Diante de mim, degraus de mármore branco subiam em espiral pelo meio de
uma nuvem até o céu. Meus olhos seguiram a escada até o fim, onde meu
cérebro simplesmente não pôde aceitar o que vi. Olhem outra vez, disse
meu cérebro. Estamos olhando, meus olhos insistiram. Está realmente lá.
Do topo das nuvens se erguia o pico decapitado de uma montanha, o cume
coberto de neve. Na encosta da montanha havia dúzias de palácios com
vários níveis – uma cidade de mansões – todos com pórticos de colunas
brancas, terraços dourados e braseiros de bronze brilhando com mil
fogos. Estradas se enroscavam de um jeito maluco até o pico, onde o
maior dos palácios resplandecia contra a neve. Jardins precariamente
encarapitados floresciam com oliveiras e roseiras.
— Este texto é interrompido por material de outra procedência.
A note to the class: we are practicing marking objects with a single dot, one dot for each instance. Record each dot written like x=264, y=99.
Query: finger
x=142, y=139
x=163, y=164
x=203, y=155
Pude distinguir um
mercado a céu aberto cheio de tendas coloridas, um anfiteatro de pedra
construído em um lado da montanha, um hipódromo e um coliseu do outro.
Era uma cidade grega antiga, só que não estava em ruínas. Era nova,
limpa e colorida, como Atenas deve ter sido há dois mil e quinhentos
anos.
Este palácio não pode estar aqui, disse para mim mesmo. A ponta de uma
montanha pendurada em cima da cidade de Nova York como um asteroide de
um bilhão de toneladas? Como podia uma coisa assim estar ancorada acima
do Edifício Empire State a plena vista de milhões de pessoas, e não ser
notada? Mas aqui estava. E aqui estava eu. Minha viagem pelo Olimpo foi
deslumbrante. Passei por algumas ninfas das florestas que deram
risadinhas e me atiraram azeitonas do seu pomar. No mercado, mascates se
ofereceram para vender ambrosia-no-palito, um escudo novo e uma réplica
genuína do Velocino de Ouro em tecido cintilante, conforme anunciado na
tevê Hefesto. As nove musas afinavam seus instrumentos para um concerto
no parque enquanto uma pequena multidão se reunia – sátiros, náiades e
um bando de adolescentes de boa aparência que talvez fossem deuses e
deusas menores.
Ninguém parecia preocupado com uma guerra civil iminente. De fato, todo
mundo parecia estar num estado de ânimo festivo. Vários se voltaram para
me ver passar e cochicharam entre si. Subi pela estrada principal rumo
ao grande palácio no pico. Era uma cópia invertida do palácio no Mundo
Inferior. Lá, tudo era preto e bronze. Aqui, tudo rebrilhava em branco e
prata. Dei-me conta de que Hades deve ter construído o seu palácio para
se parecer com este. Ele não era bem-vindo no Olimpo, exceto no
solstício de inverno, então construiu seu próprio Olimpo embaixo da
terra. A despeito da minha má experiência com ele, senti pena do cara.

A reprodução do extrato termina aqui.